Where Should I Source Wood Chips for Wine Cap Mushrooms
We have compiled a list of 5 trusty ways to source wood chips for your mushroom cultivation.
ChipDrop works with local tree companies across the nation to help them dispose of their unwanted, excess wood chips. Did you know that many tree removal companies have to pay the landfill or compost dump to offload their chips? This is not only a bummer for the removal company, but also for the environment if the chips end up in a landfill. ChipDrop tries to prevent this lose-lose situation by linking up tree-removal companies with people wanting wood chips. If you're interested in getting your hands (or pitchforks) on some chips all you have to do is signup at getchipdrop.com and they'll have chips delivered straight to your yard. Keep in mind that you can receive A LOT of chips from an individual drop so plan on using any excess to mulch in yard plants or consider splitting the drop with a neighbor.
2. Local Arborist
City arborists often have excess chips from jobs that they're willing to part with. However, you may need to pay the arborist depending on your location for the chips and a delivery fee. This will largely depend on the individual arborist and the demand for chips in your location.
3. Local Compost Dump
Remember when we mentioned that tree-removal companies send excess chips to the dump? There's a chance you can swing by your city's compost repository and find some wood chips that are up for grabs. However, more often than not they are not dumped separate from food scraps and grass clippings, so you may have to do some selective sifting.

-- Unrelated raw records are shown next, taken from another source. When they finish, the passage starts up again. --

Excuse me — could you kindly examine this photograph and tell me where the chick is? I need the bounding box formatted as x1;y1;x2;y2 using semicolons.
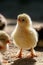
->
11;13;38;58
0;14;7;30
0;31;10;62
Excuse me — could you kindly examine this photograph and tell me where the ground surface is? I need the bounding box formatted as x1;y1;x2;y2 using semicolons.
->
2;19;43;65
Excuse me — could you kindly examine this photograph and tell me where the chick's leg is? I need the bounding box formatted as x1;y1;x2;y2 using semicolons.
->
27;48;38;58
16;48;22;58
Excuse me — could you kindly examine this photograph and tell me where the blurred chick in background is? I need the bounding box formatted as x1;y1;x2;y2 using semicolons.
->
0;31;10;62
11;13;38;58
0;14;7;30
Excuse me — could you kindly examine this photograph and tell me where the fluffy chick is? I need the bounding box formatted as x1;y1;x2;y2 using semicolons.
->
0;14;7;30
0;31;10;62
11;13;38;58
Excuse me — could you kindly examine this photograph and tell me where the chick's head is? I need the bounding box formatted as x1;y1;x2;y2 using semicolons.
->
17;13;32;27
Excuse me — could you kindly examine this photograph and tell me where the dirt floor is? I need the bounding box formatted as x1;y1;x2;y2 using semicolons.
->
0;19;43;65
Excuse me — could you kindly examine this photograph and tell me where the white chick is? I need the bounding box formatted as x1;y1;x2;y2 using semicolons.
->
0;31;10;62
0;14;7;30
11;13;38;58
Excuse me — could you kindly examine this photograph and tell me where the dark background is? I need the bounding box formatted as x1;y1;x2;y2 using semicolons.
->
0;0;43;21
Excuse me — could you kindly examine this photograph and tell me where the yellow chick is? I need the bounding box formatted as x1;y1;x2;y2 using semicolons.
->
0;14;7;30
11;13;38;58
0;31;10;62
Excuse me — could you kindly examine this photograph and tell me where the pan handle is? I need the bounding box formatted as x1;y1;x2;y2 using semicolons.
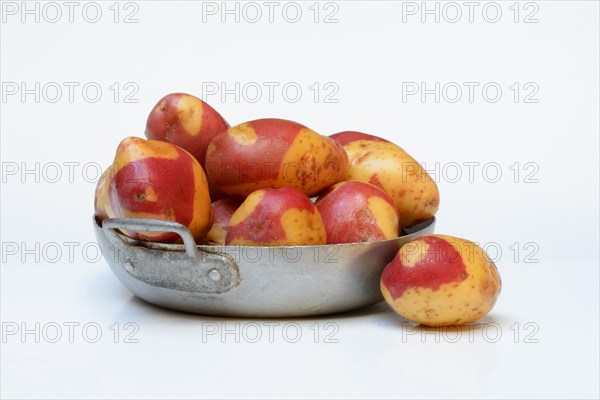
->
102;218;200;260
102;218;240;294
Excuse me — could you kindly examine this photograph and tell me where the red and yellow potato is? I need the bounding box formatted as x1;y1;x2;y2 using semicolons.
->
146;93;229;200
108;137;213;242
331;131;440;227
315;181;400;244
381;235;501;326
94;167;115;221
225;187;327;246
206;118;348;196
206;198;242;245
146;93;229;168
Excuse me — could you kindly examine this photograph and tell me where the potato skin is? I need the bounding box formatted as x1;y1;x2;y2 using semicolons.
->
206;118;348;196
206;198;242;245
94;168;115;221
329;131;389;146
381;235;502;326
108;137;213;243
146;93;229;168
315;181;400;244
330;133;440;227
145;93;229;201
225;187;327;246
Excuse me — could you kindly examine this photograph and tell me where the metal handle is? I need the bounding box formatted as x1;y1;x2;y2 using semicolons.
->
102;218;240;294
102;218;200;260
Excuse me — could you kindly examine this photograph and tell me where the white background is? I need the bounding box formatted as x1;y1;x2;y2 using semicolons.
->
0;1;599;398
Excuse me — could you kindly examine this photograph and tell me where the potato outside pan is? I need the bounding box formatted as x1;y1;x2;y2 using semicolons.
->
93;217;435;317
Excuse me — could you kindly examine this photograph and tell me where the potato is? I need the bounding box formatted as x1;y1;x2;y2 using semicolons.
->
381;235;501;326
206;118;348;196
146;93;229;200
225;187;327;246
94;168;115;221
146;93;229;168
206;198;242;245
332;132;440;227
315;181;400;244
108;137;213;242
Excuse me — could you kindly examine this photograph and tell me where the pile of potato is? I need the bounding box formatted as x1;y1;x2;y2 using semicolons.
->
94;93;500;325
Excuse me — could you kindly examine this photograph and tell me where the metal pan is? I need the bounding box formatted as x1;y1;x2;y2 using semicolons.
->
94;217;435;317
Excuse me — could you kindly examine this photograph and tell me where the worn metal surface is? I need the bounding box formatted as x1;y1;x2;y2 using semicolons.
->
93;214;435;317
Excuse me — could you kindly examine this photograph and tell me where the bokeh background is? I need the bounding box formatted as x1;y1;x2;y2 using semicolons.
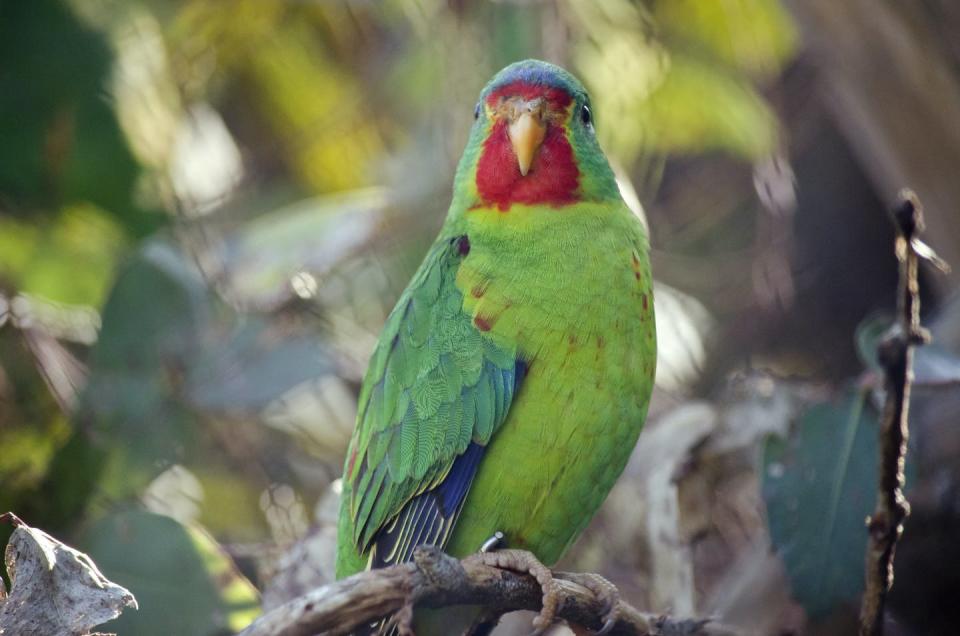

4. Nursery/ Landscape Centers
Most nurseries and landscape centers will have bulk hardwood mulch for sale and you can often purchase a load as a stand-alone product. Keep in mind that the percentage of bark, species, and level of decomposition can be quite variable. Some barks have greater sugar content and nutrition, others are extremely lignified making for a slow spawn run. In general, "Hardwood Mulch" is a reasonable substrate for Wine Cap, but expect your fruiting window to be variable.
5. Chip Your Own
If you own forested land, you likely have ample branches waiting to be chipped. However, this requires you to either own, rent, or borrow a chipper. Chipping your own can also be time-consuming if you're looking to plant a large wine cap bed. While this is the option we opt for at the Field & Forest Farm in order to keep tree species separate for research purposes, we would highly recommend checking out the above resources before springing for a chipper.
...A word on bagged store-bought mulch. We do not recommend buying bagged mulch for several reasons. The first is that most landscaping mulch is treated with an anti-fungal chemical to slow decay which is problematic when you're trying to grow fungi. Second, many of these mulches are dyed for a certain aesthetic appeal, introducing unknown factors into cultivation. And finally- bagged mulch is expensive.